Talvez por preguiça, sempre tive fascínio por textos curtos. Frases aparadas até quase o miolo. Gracilianos, Rulfos, Moreiras e João Cabrais limando adjetivos. Procurando substantivos que dispensem adereços, penduricalhos. Nenhum preconceito contra os caudalosos rios Euclidianos, Proustianos, Joyceanos, Roseanos. Apenas predileção e pronto. Ponto.

Sempre desconfiei de que nós, os pobres escrevinhadores de vãs malfeitorias, não escolhemos o gênero literário no qual vamos nos expressar. Mas ele, irremediavelmente, nos escolhe. Tenho certo amigo que até pra me passar um número de telefone conta seu dia inteirinho. Outro, inquirido, me deixa apenas fragmentos de suas intenções. Claro que alguns podem, e até devem, ir contra a corrente. Deslizar rio acima, olhos estufados de lama. Alma pesada, mas satisfeita.

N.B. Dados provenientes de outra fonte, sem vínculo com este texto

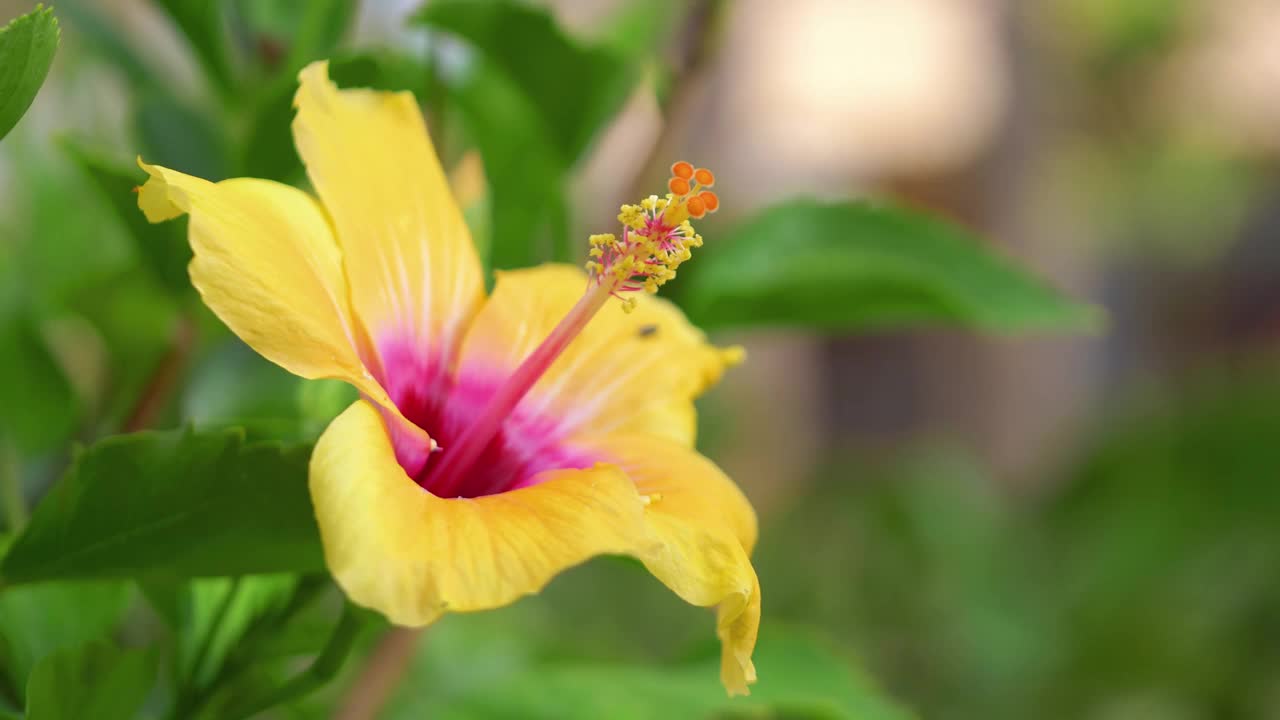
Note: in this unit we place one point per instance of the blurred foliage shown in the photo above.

Para mim, o "barato" é tentar dizer o máximo com o mínimo de palavras. Mesmo sem quase nunca conseguir.

Há tempos recebi convites dos colecionadores Marcelino Freire (Os Menores Contos Brasileiros do Século XX) e Laís Chaffe (Contos de Algibeira) para participar, com textos mínimos, de duas coletâneas. Tomei gosto pela coisa. Resumi contos antigos. Li Haicais. Reli Dalton Trevisan. Arrumei esmeril, comprei estilete. Lupa de relojoeiro, dedal de sapateiro...

Os perigos do laconismo, da incompreensão total, da pura piada. Quase nunca encontramos o ponto certo. Mil tentativas e pouquíssimos acertos. Vamos tentando pulverizar o mundo, atomizar o cotidiano. Minimalistas que fomos. Minianimalista que somos. Ao pó que retornaremos.

Alguns amigos, recentemente, têm incorrido nessa prática de limar continhos já por demais curtos, numa quase obsessão. Muitos têm feito progressos incríveis nessa arte de quase reduzir a pó histórias,
frases, palavras, intenções.

Resgatei dos meus cadernos de ocioso alguns relatos mínimos. E vão aí para distrair preguiçosos:

MECANISMO

Mesa posta. Pai, mãe e filho regem o silêncio.

Preces.

Novamente.

MEDO NA PRAÇA

Silêncio. O artista sua, lapida suas preces. Aplausos. De novo. O silêncio.

PESO DO MORTO

Noite sem lua. Rasga-mortalha.

— Dorme, pai. Deixa de falar só...

Já no meu segundo livro, O Espantalho, de 1996, eu havia (em vão) tentado:

DALTONIANAS EM FÁ MENOR

A mulher matou o marido. Mandou matar em cima do túmulo. O único pecado dele trocar seu nome por outro e acender velas todas
as quartas-feiras.

***

Havia olhos fugindo de órbita, um coração descompassado. Um medo de ir... outro de voltar.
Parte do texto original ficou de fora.